2’) Exposé et réponse
a’) En général
- Cependant, tout s’ajoute, et éviter l’augmentation d’un dixième de degré de la température mondiale peut déjà suffire à épargner des souffrances à de nombreuses personnes. Mais, ce qui compte est une chose moins quantitative : rappeler qu’il n’y a pas de changement durable sans changement culturel, sans maturation du mode de vie et des convictions des sociétés, et il n’y a pas de changement culturel sans changement chez les personnes.
b’) En particulier
- L’effort des ménages pour polluer moins, réduire les déchets, consommer avec retenue, crée une nouvelle culture. Ce seul fait de modifier les habitudes personnelles, familiales et communautaires nourrit l’inquiétude face aux responsabilités non prises des secteurs politiques et l’indignation face au désintérêt des puissants. Nous remarquons donc que, même si cela n’a pas immédiatement un effet quantitatif notable, cela aide à mettre en place de grands processus de transformation qui opèrent depuis les profondeurs de la société.
c’) Un exemple singulier
- Si nous considérons que les émissions par habitant aux États-Unis sont environ le double de celles d’un habitant de la Chine, et environ sept fois supérieures à la moyenne des pays les plus pauvres [13],nous pouvons affirmer qu’un changement généralisé du mode de vie irresponsable du modèle occidental auraient un impact significatif à long terme. De la sorte, avec les décisions politiques indispensables, nous serions sur la voie de l’attention mutuelle.
3) Conclusion
- « Louez Dieu » est le nom de cette lettre. Parce qu’un être humain qui prétend prendre la place de Dieu devient le pire danger pour lui-même.

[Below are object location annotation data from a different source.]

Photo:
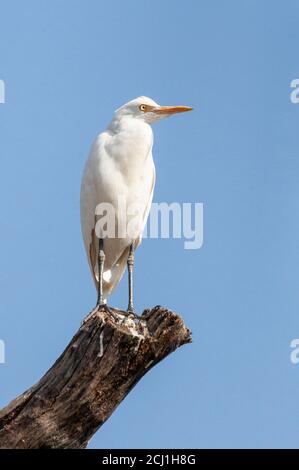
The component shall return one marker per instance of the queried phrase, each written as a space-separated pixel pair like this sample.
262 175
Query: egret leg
101 261
130 263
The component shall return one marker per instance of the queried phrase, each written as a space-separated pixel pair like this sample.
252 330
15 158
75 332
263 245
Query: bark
99 367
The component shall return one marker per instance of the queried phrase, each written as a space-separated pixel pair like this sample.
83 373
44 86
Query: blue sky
67 66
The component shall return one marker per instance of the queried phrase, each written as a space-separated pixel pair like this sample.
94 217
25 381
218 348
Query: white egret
120 164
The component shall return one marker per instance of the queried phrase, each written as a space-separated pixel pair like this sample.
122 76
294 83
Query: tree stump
105 359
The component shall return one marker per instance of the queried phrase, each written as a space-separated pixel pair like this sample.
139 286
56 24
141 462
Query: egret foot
107 309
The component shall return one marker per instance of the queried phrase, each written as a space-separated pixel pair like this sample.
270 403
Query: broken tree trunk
102 363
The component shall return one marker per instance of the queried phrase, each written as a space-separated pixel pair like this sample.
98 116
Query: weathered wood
98 368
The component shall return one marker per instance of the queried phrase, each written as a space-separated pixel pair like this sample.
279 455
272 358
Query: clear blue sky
67 65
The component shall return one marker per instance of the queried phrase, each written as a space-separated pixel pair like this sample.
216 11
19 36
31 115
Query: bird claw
107 310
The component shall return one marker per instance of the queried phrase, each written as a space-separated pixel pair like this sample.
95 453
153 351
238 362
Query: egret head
147 110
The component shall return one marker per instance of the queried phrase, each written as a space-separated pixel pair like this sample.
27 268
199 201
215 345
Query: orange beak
171 109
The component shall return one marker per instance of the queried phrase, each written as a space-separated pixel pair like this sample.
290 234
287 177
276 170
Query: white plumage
120 164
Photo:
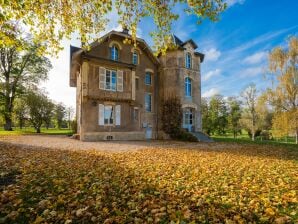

Donné à Rome, Saint-Jean-de-Latran, le 4 octobre, fête de saint François d’Assise, de l’année 2023, la onzième de mon Pontificat. François
Pascal Ide
[1] Ibid., n. 167 : AAS 107 (2015), p. 914.
[2] Ibid., n. 169 : AAS 107 (2015), p. 915.
[3] Ibid., n. 111 : AAS 107 (2015), p. 982.
[4] Ibid., n. 57 : AAS 107 (2015), p. 870.
[5] Ibid., n. 68 : AAS 107 (2015), p. 874.
[6] Ibid., n. 86 : AAS 107 (2015), p. 881.
[7] Ibid., n. 97 : AAS 107 (2015), p. 886.
[8] Ibid., n. 100 : AAS 107 (2015), p. 887.
[9] Ibid., n. 233 : AAS 107 (2015), p. 938.
[10] Cf. Donna Haraway, When Species Meet, Minneapolis 2008, pp. 205-249.
[11] Laudato sì, n. 89 : AAS 107 (2015), p. 883.
[12] Pape François, Evangelii Gaudium. Exhortation apostolique post-synodale sur l’annonce de l’Évangile dans le monde actuel, 24 novembre 2013, n. 215 : AAS 105 (2013), p. 1109.